我们通过病历回顾,评估了 2014 年 12 月至 2022 年 4 月期间,20 个德国和 1 个奥地利的 NMOS 研究组(NEMOS)大学中心的 52 例接受 ECU 治疗的 AQP4-IgG+ NMOSD 患者。主要结局是评估有效性(采用年发作率(AAR)、MRI 活动和残疾变化[扩展残疾状况量表(EDSS)])和安全性(包括不良事件、死亡率和脑膜炎球菌疫苗接种后的发作),通过描述性统计进行分析。
52 例患者(87%为女性,年龄 55.0±16.3 岁)接受了 16.2(四分位距 [IQR]9.6-21.7)个月的 ECU 治疗。45 例(87%)患者在开始接受 ECU 治疗前接受了脑膜炎球菌疫苗接种,其中 9 例同时接受了口服泼尼松治疗,36 例未接受。后者中有 7 例(19%)在接种后不久(中位时间:9 天,IQR6-10 天)出现了发作。在开始接受口服泼尼松治疗前接受脑膜炎球菌疫苗接种的 9 例患者以及在接受 ECU 治疗时接受(再)接种的 25 例患者中,均未发生疫苗接种后的发作。在 ECU 治疗期间,88%的患者无发作。在开始接受 ECU 治疗前的 2 年中,AAR 中位数为 1.0(范围 0-4),降至 0(范围 0-0.8;<0.001)。从开始到最后一次随访的 EDSS 评分保持稳定(中位数 6.0),脑和脊髓中新的 T2 增强或钆增强 MRI 病变的比例降低。

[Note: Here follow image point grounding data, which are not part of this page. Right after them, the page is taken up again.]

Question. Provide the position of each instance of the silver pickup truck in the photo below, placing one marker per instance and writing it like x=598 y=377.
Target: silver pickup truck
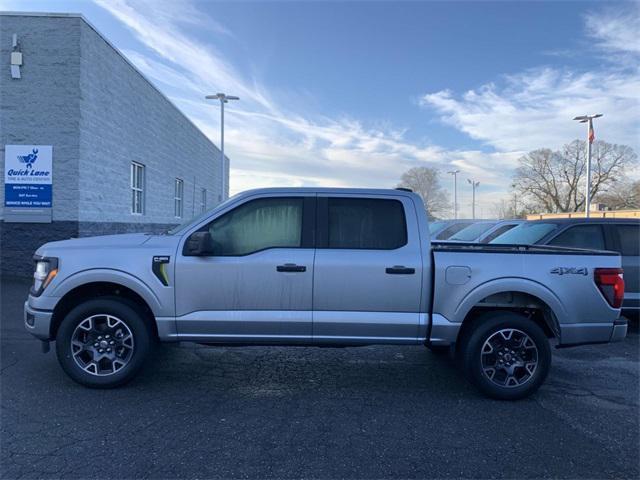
x=323 y=267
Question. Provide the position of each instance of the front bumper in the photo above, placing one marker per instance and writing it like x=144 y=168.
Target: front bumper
x=37 y=322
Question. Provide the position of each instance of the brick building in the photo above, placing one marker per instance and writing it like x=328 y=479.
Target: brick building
x=123 y=158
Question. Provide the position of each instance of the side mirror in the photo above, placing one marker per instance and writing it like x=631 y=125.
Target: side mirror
x=199 y=244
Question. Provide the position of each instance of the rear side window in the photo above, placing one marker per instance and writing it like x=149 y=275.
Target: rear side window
x=366 y=223
x=581 y=236
x=452 y=230
x=629 y=239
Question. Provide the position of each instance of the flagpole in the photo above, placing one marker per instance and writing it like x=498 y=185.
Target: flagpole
x=587 y=193
x=588 y=119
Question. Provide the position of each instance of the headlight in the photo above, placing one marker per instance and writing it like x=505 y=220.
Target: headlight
x=46 y=270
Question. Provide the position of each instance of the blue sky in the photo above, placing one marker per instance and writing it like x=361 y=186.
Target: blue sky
x=354 y=93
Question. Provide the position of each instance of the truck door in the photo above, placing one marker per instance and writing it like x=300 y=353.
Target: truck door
x=256 y=285
x=368 y=270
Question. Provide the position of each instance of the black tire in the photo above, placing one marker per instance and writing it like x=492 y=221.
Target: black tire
x=488 y=328
x=120 y=309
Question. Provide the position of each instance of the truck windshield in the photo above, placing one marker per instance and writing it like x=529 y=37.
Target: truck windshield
x=526 y=234
x=472 y=232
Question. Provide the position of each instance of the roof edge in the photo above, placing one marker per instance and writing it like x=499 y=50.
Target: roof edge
x=122 y=55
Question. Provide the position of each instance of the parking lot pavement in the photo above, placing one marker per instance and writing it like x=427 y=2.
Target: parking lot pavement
x=371 y=412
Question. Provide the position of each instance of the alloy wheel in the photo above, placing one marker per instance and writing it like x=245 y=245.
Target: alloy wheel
x=102 y=345
x=509 y=358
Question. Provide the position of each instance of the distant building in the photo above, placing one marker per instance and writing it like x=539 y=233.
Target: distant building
x=88 y=145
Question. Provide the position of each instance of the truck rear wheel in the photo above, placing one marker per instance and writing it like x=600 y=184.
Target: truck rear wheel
x=506 y=355
x=102 y=343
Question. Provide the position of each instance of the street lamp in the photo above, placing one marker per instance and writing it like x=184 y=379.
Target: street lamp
x=455 y=192
x=474 y=185
x=224 y=98
x=588 y=119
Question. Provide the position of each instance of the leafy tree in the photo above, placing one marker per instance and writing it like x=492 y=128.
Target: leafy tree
x=425 y=181
x=553 y=181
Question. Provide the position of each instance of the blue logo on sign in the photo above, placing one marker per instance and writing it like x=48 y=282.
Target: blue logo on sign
x=28 y=160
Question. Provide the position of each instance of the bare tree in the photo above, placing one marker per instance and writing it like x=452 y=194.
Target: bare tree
x=553 y=181
x=621 y=195
x=425 y=181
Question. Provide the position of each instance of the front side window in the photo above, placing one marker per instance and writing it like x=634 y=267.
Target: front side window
x=137 y=188
x=178 y=198
x=366 y=223
x=258 y=225
x=581 y=236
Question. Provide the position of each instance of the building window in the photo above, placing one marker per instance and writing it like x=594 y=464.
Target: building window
x=177 y=198
x=137 y=188
x=203 y=200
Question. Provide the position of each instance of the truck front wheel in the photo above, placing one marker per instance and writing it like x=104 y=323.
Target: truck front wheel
x=103 y=342
x=506 y=355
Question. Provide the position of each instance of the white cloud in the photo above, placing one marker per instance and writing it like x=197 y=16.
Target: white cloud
x=615 y=30
x=270 y=145
x=264 y=141
x=534 y=108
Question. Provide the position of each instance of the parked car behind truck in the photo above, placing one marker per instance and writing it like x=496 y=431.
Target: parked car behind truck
x=616 y=234
x=320 y=267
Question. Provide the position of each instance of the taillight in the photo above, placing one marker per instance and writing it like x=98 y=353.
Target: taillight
x=610 y=282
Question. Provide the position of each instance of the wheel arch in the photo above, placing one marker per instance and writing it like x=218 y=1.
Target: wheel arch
x=97 y=289
x=526 y=297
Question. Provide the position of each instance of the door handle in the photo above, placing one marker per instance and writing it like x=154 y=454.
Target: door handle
x=400 y=270
x=291 y=267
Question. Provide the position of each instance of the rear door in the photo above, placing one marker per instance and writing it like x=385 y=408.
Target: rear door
x=627 y=237
x=367 y=271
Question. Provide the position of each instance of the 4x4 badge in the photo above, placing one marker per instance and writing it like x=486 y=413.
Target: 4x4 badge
x=570 y=271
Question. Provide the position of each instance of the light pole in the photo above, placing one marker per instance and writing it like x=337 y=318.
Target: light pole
x=224 y=98
x=455 y=193
x=474 y=185
x=588 y=119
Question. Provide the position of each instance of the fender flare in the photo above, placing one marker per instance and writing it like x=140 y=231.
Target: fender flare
x=107 y=275
x=511 y=284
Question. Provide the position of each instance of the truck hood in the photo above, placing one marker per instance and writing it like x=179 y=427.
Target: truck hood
x=103 y=241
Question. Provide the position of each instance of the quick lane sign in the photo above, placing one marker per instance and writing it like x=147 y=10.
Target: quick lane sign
x=28 y=175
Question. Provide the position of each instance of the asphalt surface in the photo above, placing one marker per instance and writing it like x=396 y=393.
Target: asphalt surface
x=255 y=412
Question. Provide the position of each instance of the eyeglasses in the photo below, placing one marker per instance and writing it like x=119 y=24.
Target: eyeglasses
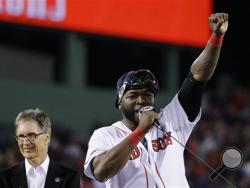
x=30 y=136
x=139 y=79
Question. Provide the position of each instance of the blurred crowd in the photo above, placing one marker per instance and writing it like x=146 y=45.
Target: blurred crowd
x=225 y=124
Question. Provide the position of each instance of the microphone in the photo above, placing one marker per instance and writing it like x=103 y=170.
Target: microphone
x=151 y=108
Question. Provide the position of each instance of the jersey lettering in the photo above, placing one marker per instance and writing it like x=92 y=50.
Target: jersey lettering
x=135 y=154
x=162 y=143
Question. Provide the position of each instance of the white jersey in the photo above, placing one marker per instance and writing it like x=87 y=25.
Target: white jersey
x=159 y=165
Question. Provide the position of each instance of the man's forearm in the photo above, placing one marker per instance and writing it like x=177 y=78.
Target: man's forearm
x=110 y=162
x=204 y=66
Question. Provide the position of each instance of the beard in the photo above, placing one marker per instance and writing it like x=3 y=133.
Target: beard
x=131 y=116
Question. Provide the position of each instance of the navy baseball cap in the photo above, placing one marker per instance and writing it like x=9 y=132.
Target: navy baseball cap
x=139 y=79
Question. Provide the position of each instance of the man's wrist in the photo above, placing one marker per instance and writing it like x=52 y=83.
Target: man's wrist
x=136 y=136
x=216 y=39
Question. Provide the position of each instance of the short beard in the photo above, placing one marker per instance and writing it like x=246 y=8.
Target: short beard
x=130 y=115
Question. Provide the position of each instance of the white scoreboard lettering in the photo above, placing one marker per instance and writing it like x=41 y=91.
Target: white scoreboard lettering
x=36 y=9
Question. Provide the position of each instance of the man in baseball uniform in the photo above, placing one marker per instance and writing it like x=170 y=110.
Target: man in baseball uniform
x=133 y=152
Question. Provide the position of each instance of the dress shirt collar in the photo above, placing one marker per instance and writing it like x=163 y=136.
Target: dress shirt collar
x=44 y=165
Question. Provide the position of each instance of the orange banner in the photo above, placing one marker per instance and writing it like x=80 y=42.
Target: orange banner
x=182 y=22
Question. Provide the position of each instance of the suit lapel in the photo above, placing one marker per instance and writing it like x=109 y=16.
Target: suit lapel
x=54 y=176
x=18 y=179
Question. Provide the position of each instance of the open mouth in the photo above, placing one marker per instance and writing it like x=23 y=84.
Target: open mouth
x=28 y=149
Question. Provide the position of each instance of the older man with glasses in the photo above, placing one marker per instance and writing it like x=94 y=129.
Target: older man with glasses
x=33 y=134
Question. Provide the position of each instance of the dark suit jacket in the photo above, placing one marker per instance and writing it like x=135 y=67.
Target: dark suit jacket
x=58 y=176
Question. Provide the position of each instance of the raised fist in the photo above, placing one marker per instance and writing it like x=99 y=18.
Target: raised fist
x=218 y=23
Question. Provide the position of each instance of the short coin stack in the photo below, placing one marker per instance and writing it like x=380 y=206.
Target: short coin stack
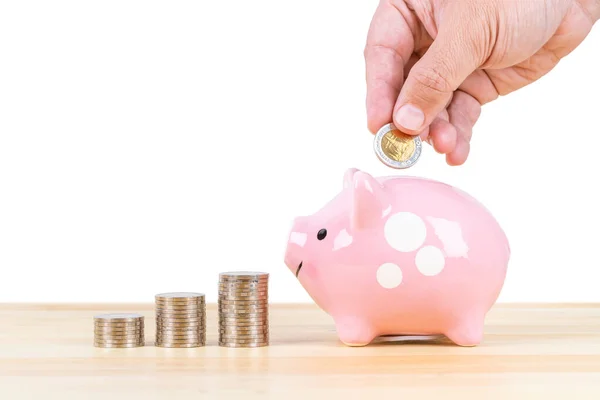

7 例患者(13%)出现严重感染。5 例患者(10%;中位年龄 53.7 岁)在接受 ECU 治疗期间死亡(1 例死于心肌梗死,1 例死于肠梗阻伴继发性败血症,3 例死于全身感染,包括 1 例脑膜炎球菌败血症),4 例患者年龄大于 60 岁,在开始接受 ECU 治疗时已严重残疾(EDSS 评分≥7)。总的停药率为 19%。
ECU 被证明可有效预防 NMOSD 发作。在开始接受 ECU 治疗前接种脑膜炎球菌疫苗后,NMOSD 患者发生发作的风险增加,以及在接受 ECU 治疗期间(特别是在合并症患者中)发生潜在致命的全身感染,必须加以考虑。需要进一步研究以探讨脑膜炎球菌疫苗接种的最佳时机。
本研究提供了 IV 级证据,表明依库珠单抗可降低 AQP4-IgG+NMOSD 患者的年发作率和新的 MRI 病变。